Respect will be the road to safety
The mini-boom of shock and grief at the sudden and tragic passing of Carlene Stuart on Wednesday morning along Blowers Road in St James, as she worked, diligently focused on the task before her, will all be etched on our minds for a little while yet. Even longer if the Minister of Transport and Works Michael Lashley does not keep his word.
Mr Lashley will be looking at putting in place more stringent safety measures for those who legitimately work on the roadways of Barbados. He hopes that by doing so he will minimize the recurrence of such a calamity and its attendant tribulation and trauma, as we all experienced last week.
Of course, such revisionary thought will hardly have been burdening Mr Lashley’s conscience prior to Wednesday’s misfortune and distress, if for no other reason than we have been hurrying along unconcernedly and rushing by quite detachedly –– without incident for some time now –– those people who have been fixing our highways, or tidying them. Carlene Stuart was one such worker, and deserved no such demise as she suffered, which immediate family, friends and work colleagues were left to bemoan and bewail.
A driver reportedly in haste –– and impatient ––would contribute to the collision with another and the running down of poor Ms Stuart.
Minister Lashley has since called on drivers to be careful in their use of all our roads and to show respect to and for those workers of both Public Service and private enterprise carrying out their duties on the our highways. It ought to be unthinkable; but it is not far-fetched that some of us –– too many, regrettably –– believe that the team repairing the road, or the crew weeding its verges are of lesser ilk.
Still, for all our alleged indifference and rashness, we are fortunate to have no abundance of these tragedies –– though any such disaster in any single year is one too many. Mr Lashley has given no timeline on the implementation of these improved road safety measures to come; and we are left to wait with bated breath.
In the meantime, we might want to rewire our own mindset and behaviourism, ever so mindful that our highway crews have every right to work in peace and safety wherever they be. After all, they do us good. Highway workers are there to ensure our roads are properly maintained and improved, and their edges debushed and weeded for our comfort and very own safety itself.
We must be all made cognizant of the fact that the roadway may be a place of work, and the people there deserve as much respect as we would want at our work stations off the road. Clearly, on busy roads, day or night, in rain or sunshine, weathers, these street teams risk their lives improving our road system, keeping it open, clear and clean.

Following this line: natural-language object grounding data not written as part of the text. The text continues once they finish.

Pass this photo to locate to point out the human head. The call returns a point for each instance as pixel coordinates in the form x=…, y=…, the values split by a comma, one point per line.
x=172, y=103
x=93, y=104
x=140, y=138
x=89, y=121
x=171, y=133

Loss of life, or serious injury, is a very real threat when motorists speed through roadworks trying to save a few minutes, or drive nonchalantly –– without a single care –– as they text their friends on their smartphones. Our road teams deserve a security of tenure that is bolstered by more than putting up a couple of signs and hoping for the best.
Needless to say, it becomes quite trying for crews to focus on their work when they hear about their colleagues or peers dying on the job by the hands of the indifferent or inattentive.
As we move into Independence celebrations and the Christmas holidays, there will surely be a swelling of traffic on our streets. We trust there will be the concomitant increase in driver awareness.
When we see the roadworks sign indicating any form of construction ahead, or men and women lining the street in the distance, the first thing we should do is become more alert and slow down, taking care to leave safely behind us
those road workers who are at obvious risk on the job.
All of us have the expectation when we leave our homes in the morning that we will return to them at night sure in safety. We ought not to deny our road workers such equivalent and deserving well-being.
We trust that Minister of Transport and Works Mr Lashley’s wading in on this heightened issue of road workers safety is no knee-jerk response to, or politically correct intervention in a matter that in short time will be returned to the back burner –– a customary practice of many of the powers that be. Carlene Stuart’s death ought not to be in vain.
Her dying, in the circumstances, must be the buttress for the safeness of our highways’ workers –– those whom she would have rather not left behind, and ought not to have been forced to.
Our deepest condolences to the family, close friends and colleagues of martyr Carlene Stuart.